Но в ту же минуту к нам подскочила рыженькая воспитанница с удивительно белым личиком и дерзко крикнула мне в лицо:
– Потому, что ты хотела на нас жаловаться, а мы ненавидим фискалок!
– Но если вы оскорбляете меня!.. Княжна Джаваха не прощает оскорблений, – надменно ответила я.
– Ха-ха-ха! – рассмеялась Краснушка, как называли подруги рыженькую девочку. – Скажите, как важно!.. Княжна Джаваха! Да вы знаете ли, mesdam'oчки, что на Кавказе у них все князья. У кого есть два барана – тот и князь.
– Тише, Запольская. И не стыдно тебе обижать новенькую? – вмешалась незаметно подошедшая Fr?ulein Геринг и тотчас же добавила, хлопнув в ладоши: – Schlafen, Kinder, schlafen! (Спать, дети, спать!)
Вся ватага девочек направилась в спальню. В умывальной остались я и певунья Чикунина.
Она робко оглянулась кругом и, увидя, что мы одни, быстро заговорила:
– Вы не обращайте внимания на них, у нас принято «травить новеньких»… Глупые девочки, потом они отстанут, когда вы привыкнете…
– Я никогда не привыкну здесь, – с трудом сдерживая слезы, ответила я, – завтра же я попрошу папу взять меня отсюда и поместить в другой институт…
– И напрасно! – прервала меня Чикунина, быстро доплетая тяжелую косу. – Напрасно!.. В другом институте повторится то же самое… нельзя же в третий поступать… да и там то же… Тут, по крайней мере, maman – дуся, а там, в остальных, бог весть какая.
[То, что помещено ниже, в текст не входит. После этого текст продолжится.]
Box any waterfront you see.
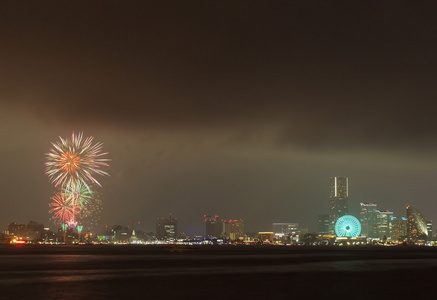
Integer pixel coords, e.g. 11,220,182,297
0,245,437,299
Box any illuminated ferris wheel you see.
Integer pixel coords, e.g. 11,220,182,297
335,215,361,237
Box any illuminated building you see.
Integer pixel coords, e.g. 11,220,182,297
8,222,26,236
426,220,433,241
156,214,178,240
222,219,244,241
273,223,299,234
360,203,378,238
329,177,349,234
407,205,428,244
203,215,223,238
375,210,393,239
390,217,407,241
258,232,274,243
317,215,329,235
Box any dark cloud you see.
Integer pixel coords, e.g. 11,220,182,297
0,1,437,232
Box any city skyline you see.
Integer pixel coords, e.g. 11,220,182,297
0,1,437,233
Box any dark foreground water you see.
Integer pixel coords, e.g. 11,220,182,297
0,245,437,300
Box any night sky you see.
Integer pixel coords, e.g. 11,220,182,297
0,0,437,234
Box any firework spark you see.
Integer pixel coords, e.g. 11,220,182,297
62,181,93,208
50,193,80,223
45,132,110,189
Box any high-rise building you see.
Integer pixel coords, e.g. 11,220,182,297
273,223,299,234
329,177,349,234
203,215,223,238
222,219,244,241
390,217,407,242
375,210,393,239
360,203,378,238
426,220,433,241
407,205,428,243
156,214,178,240
317,215,329,235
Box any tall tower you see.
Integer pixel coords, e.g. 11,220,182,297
360,203,378,238
156,214,178,240
329,177,349,234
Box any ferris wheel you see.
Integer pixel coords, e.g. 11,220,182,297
335,215,361,237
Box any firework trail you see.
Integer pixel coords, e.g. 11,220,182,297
50,193,80,223
45,132,110,187
45,132,110,227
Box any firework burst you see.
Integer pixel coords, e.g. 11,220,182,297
45,132,110,228
45,132,110,188
50,193,80,223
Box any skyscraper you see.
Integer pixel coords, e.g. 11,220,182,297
375,210,393,239
156,214,178,240
223,219,244,241
329,177,349,234
203,215,223,238
317,215,329,234
407,205,428,244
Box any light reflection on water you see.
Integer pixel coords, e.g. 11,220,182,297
0,255,437,285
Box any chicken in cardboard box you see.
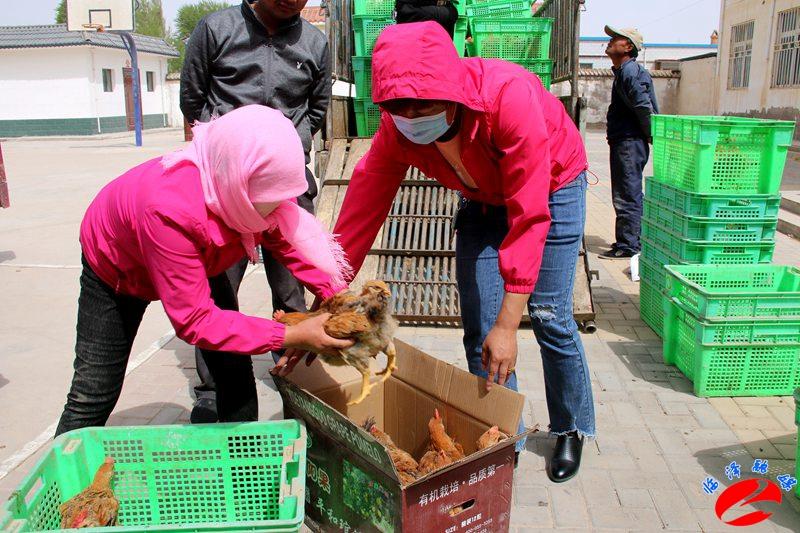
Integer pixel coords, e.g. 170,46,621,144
276,340,535,533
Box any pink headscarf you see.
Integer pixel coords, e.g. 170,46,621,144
162,105,352,287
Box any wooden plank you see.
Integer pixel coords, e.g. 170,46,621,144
317,139,347,230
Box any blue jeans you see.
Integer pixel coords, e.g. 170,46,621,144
456,173,595,451
609,137,650,253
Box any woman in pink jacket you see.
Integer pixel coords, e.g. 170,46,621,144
57,105,352,434
334,22,595,482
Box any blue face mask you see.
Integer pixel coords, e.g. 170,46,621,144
392,111,450,144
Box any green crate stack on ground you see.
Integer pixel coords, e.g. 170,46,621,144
794,389,800,498
352,0,467,137
664,264,800,397
640,115,794,336
0,420,307,532
467,0,553,89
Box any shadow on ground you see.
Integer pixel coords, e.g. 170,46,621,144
695,438,800,531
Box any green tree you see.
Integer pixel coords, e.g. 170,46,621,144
56,0,67,24
169,0,231,72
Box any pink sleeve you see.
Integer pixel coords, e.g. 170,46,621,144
333,114,409,281
493,79,551,294
139,210,285,354
261,225,347,300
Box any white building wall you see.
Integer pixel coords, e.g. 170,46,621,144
678,56,717,115
90,47,169,117
718,0,800,119
0,46,94,120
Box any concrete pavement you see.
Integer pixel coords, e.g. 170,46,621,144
0,132,800,533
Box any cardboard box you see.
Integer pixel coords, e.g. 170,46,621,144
275,341,535,533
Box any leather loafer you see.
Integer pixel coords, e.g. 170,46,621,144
547,432,583,483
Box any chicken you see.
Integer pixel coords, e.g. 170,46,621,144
428,409,464,462
274,280,397,405
362,417,419,485
417,450,453,477
58,457,119,529
475,426,508,450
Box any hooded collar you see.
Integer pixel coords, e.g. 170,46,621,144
372,22,484,112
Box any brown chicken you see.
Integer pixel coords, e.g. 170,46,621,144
274,280,397,405
475,426,508,450
362,417,419,485
417,450,453,477
58,457,119,529
428,409,464,462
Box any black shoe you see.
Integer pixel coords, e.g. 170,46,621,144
598,248,636,259
189,398,219,424
547,431,583,483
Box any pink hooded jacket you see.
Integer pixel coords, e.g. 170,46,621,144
80,157,343,354
334,22,588,293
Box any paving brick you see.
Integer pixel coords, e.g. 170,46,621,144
650,489,699,531
689,403,729,429
550,480,589,528
617,488,655,510
578,470,620,508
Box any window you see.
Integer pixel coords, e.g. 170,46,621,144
728,20,755,89
103,68,114,93
772,7,800,87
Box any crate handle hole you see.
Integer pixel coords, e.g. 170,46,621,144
448,498,475,516
25,476,44,506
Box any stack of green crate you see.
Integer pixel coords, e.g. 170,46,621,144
664,264,800,397
352,0,467,137
467,0,553,89
639,115,794,336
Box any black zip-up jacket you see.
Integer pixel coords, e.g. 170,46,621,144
181,0,331,162
607,59,658,142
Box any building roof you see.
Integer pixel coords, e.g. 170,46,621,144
300,6,325,24
0,24,180,57
581,37,717,50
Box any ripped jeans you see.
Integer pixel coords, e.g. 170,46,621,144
456,173,595,444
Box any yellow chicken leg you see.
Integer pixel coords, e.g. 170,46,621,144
347,368,373,405
378,341,397,383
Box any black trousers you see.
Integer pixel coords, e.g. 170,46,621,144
194,168,317,408
56,255,258,435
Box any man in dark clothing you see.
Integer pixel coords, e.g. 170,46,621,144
394,0,456,37
600,26,658,259
181,0,331,422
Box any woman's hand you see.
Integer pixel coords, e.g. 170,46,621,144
482,292,531,391
271,313,353,376
482,324,517,391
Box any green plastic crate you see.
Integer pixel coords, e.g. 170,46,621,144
0,420,306,532
353,96,381,137
453,17,467,57
645,178,781,220
664,299,800,397
353,15,394,57
466,0,532,18
639,279,664,337
470,17,553,60
652,115,794,194
666,265,800,320
794,389,800,498
512,59,554,89
353,0,395,18
642,218,775,265
643,198,778,243
350,56,372,98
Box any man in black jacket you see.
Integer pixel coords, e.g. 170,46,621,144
181,0,331,422
600,26,658,259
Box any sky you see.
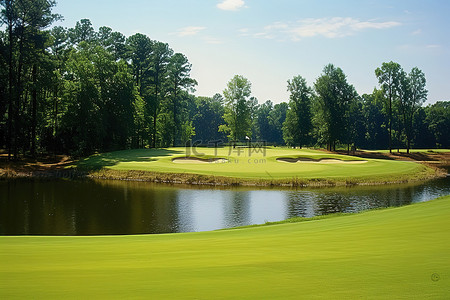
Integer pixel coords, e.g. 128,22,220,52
54,0,450,104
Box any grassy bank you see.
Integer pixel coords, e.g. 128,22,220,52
0,196,450,299
77,148,436,186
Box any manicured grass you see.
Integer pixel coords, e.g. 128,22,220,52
0,196,450,299
78,147,433,182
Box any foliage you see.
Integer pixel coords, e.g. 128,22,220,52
219,75,255,141
283,75,312,147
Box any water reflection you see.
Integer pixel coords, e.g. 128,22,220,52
0,178,450,235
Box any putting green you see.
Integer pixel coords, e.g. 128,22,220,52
78,147,433,182
0,196,450,299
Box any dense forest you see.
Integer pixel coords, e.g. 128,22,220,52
0,0,450,159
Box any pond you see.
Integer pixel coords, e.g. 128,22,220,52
0,177,450,235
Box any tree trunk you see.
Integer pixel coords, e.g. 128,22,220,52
389,91,392,153
152,73,159,148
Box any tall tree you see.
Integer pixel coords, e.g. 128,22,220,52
375,61,402,152
150,42,173,148
193,94,225,143
399,67,428,153
167,53,197,147
219,75,254,141
283,75,312,147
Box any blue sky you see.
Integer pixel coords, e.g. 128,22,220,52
54,0,450,103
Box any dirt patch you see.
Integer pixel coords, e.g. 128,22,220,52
277,157,367,164
172,157,228,164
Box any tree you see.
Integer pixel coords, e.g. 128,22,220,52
375,61,402,153
425,101,450,149
314,64,356,151
219,75,254,141
283,75,312,147
361,88,389,149
167,53,197,147
193,94,225,143
150,42,173,148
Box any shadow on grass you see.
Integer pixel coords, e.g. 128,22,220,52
75,149,184,170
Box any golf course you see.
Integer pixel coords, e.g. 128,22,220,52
0,196,450,299
76,147,436,185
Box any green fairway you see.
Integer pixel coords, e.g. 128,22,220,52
78,147,433,182
0,196,450,299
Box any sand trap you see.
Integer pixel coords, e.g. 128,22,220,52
277,157,367,164
172,157,228,164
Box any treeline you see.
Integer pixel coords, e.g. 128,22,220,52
0,0,450,158
207,69,450,151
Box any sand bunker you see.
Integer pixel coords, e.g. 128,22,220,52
172,157,228,164
277,157,367,164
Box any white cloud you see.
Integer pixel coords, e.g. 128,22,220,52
254,17,401,41
175,26,206,37
217,0,245,10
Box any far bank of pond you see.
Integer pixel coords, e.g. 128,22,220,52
0,178,450,235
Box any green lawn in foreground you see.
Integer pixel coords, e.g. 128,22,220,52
78,147,431,180
0,196,450,299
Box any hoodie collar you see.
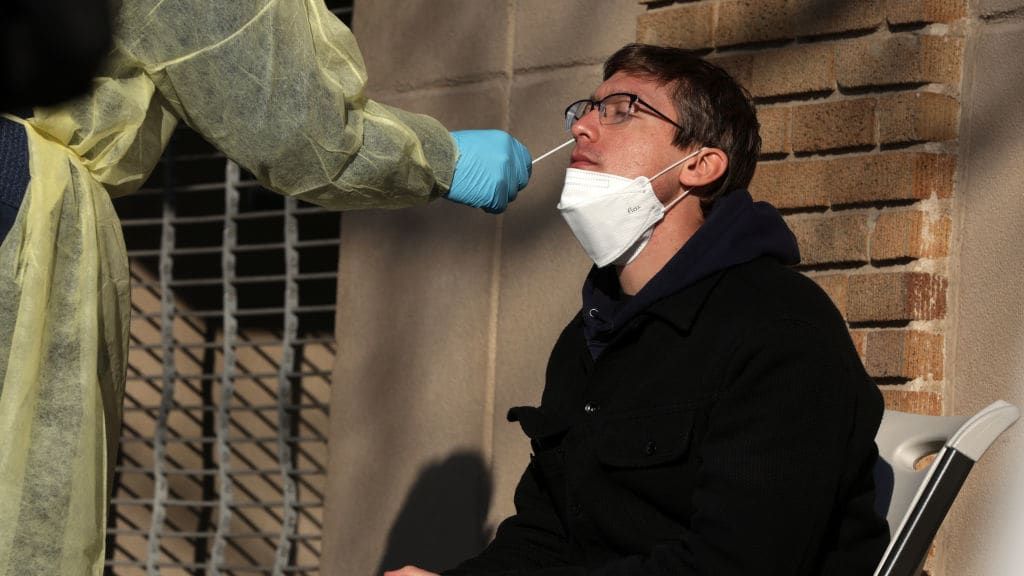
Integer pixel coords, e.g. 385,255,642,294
582,190,800,359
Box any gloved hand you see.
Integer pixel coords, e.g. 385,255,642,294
447,130,534,214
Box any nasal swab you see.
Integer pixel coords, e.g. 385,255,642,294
534,138,575,164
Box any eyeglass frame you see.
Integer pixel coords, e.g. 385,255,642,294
564,92,685,132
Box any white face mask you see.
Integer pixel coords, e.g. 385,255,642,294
558,149,702,268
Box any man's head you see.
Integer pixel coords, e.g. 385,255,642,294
572,44,761,203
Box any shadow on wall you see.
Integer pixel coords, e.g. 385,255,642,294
375,452,492,575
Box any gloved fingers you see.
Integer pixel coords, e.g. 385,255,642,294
508,138,534,202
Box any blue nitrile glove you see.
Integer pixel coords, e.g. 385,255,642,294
447,130,534,214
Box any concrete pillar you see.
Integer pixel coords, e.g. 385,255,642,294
944,0,1024,576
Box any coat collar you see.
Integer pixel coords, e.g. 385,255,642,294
643,270,727,332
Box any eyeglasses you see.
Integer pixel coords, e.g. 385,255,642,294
565,92,683,132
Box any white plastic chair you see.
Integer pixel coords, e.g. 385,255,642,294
874,400,1020,576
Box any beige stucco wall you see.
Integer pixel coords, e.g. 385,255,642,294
944,0,1024,576
322,0,1024,576
322,0,643,575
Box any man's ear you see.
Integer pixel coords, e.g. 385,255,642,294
679,148,729,190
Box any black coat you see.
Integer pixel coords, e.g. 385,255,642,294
446,257,888,576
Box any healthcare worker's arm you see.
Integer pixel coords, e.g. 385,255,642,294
33,0,529,211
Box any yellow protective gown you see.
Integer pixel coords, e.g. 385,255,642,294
0,0,457,576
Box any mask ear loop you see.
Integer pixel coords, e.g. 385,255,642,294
649,148,703,212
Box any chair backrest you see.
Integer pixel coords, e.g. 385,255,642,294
874,400,1020,576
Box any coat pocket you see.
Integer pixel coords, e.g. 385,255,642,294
596,407,694,467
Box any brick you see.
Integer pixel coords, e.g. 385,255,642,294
886,0,967,26
882,388,942,416
788,0,884,37
864,330,944,380
637,3,715,50
708,54,754,91
751,161,829,210
792,98,878,152
870,210,952,262
715,0,793,46
879,92,959,143
847,272,946,323
822,152,956,207
811,274,856,313
758,107,793,154
745,44,836,98
850,330,867,364
750,152,956,210
836,34,963,88
786,212,867,265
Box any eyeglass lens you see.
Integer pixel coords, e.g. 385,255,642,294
565,94,636,130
Вот сестра мне пишет из N-ского института, чем их там кормят… ужас!..
– Ваша светлость, – неожиданно произнесла точно из-под земли выползшая Вельская, – Fr?ulein послала меня звать спать вашу светлость. Имею честь довести сие до сведения вашей светлости. – И она отвесила мне насмешливо-почтительный реверанс.
Я вспыхнула до корней волос.
– Это ничего, – успокаивала меня моя новая знакомая, – стерпите уж как-нибудь… а там они сами увидят свою глупость, сами придут к вам с повинной. И потом, видите ли, княжна, у вас… вы не рассердитесь на мою откровенность?
– Нет, нет, – поспешила я ответить.
– Видите ли, у вас такой вид, будто вы куда лучше и выше всех нас… Вы титулованная, богатая девочка, генеральская дочка… а мы все проще… Это и без того все видят и знают. Не надо подчеркивать, знаете… Ах, да я не умею говорить! Вы меня, пожалуй, не поймете, обидитесь… – неожиданно оборвала она и вздохнула.
– Нет, нет, напротив, говорите, пожалуйста, – поспешила я ее успокоить.
– Ну вот… они и злятся… а вы бы попроще с ними…
– Schlafen, Kinder, schlafen! – еще раз окликнула нас Fr?ulein.
62
Камлотовые платья. – Камлoт – грубая шерстяная или бумажная ткань черного или коричневого цвета (фр.).
63
Дортуaр – общая спальня в воспитательных заведениях (фр.).
64
Люфa – здесь: губка, изготовленная из высушенного волокнистого растения семейства тыквенных – люфы, похожего на большой огурец (ар.).